Who this exercise is best for
This exercise is ideal for individuals with an intermediate fitness level looking to challenge their core strength and stability, particularly those who have a good grasp on basic core exercises.
Scientific studies supporting its effectiveness
Research indicates that integrating dynamic movements with isometric holds enhances muscle endurance and stability, particularly in the core region, leading to improved overall functional fitness.

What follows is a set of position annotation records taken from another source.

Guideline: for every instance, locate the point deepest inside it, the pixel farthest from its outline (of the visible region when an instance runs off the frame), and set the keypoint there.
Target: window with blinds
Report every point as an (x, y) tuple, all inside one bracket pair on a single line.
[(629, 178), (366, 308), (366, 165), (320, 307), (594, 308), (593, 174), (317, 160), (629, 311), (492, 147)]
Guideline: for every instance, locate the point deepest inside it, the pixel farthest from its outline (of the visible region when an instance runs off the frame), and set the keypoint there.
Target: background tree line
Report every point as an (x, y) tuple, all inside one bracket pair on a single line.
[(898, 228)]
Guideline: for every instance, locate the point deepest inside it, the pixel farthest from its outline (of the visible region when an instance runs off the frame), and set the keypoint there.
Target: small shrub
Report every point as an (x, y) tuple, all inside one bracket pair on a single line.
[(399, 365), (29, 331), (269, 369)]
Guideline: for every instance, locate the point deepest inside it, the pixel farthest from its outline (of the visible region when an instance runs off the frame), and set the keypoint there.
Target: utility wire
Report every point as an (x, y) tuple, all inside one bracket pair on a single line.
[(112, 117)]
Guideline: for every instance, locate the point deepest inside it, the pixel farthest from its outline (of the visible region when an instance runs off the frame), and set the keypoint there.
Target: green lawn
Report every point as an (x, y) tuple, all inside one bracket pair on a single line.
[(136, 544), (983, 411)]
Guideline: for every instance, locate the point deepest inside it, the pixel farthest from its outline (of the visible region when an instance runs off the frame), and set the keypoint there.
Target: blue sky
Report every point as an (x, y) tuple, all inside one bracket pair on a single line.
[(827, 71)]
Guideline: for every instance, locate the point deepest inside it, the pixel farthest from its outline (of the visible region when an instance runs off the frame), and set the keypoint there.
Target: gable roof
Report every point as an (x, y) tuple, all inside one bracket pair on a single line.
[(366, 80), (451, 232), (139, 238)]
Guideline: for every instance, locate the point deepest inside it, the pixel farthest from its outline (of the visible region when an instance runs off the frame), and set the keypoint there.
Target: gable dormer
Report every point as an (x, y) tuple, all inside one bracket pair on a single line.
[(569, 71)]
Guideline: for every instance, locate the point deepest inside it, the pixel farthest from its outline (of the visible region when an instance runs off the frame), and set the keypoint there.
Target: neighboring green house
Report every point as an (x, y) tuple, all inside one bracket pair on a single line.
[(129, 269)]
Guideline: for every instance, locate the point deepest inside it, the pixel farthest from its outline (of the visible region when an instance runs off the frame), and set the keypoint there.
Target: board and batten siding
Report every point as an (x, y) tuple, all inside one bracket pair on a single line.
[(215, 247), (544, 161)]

Studies have shown that engaging the core through varied stimulus results in greater strength adaptations over time.
Variations
Beginner modifications
1. Perform the exercise without weights to focus on form. 2. Lower your legs higher towards the ground to reduce the intensity of the flutter kicks. 3. Keep a bent knee during flutter kicks, making it easier to maintain core engagement.
Advanced progressions
1. Increase kettlebell weight for added resistance. 2. Incorporate a rotation in the flutter kicks to engage the obliques further. 3. Hold the kettlebells at your sides to challenge shoulder stability while maintaining the hollow body position.
Integrations
Complementary exercises
Complement this exercise with planks, side planks, or bicycle crunches to fully engage and develop the core.
Super set recommendations
Consider supersetting with kettlebell swings or Russian twists to increase the intensity and work on both core and lower body strength.
Sample workout routines
Incorporate this exercise into a core training circuit, alternating with exercises like mountain climbers, hanging leg raises, and back extensions for a comprehensive core workout.
Exercise combinations
Combine this exercise with a lower body focus on days dedicated to total body strength, pairing it with deadlifts or squats to balance the workout.
Best time to do this exercise in your workout
Ideal for the core-focused section of your workout, typically towards the end of the session after completing other major lifts or strength exercises.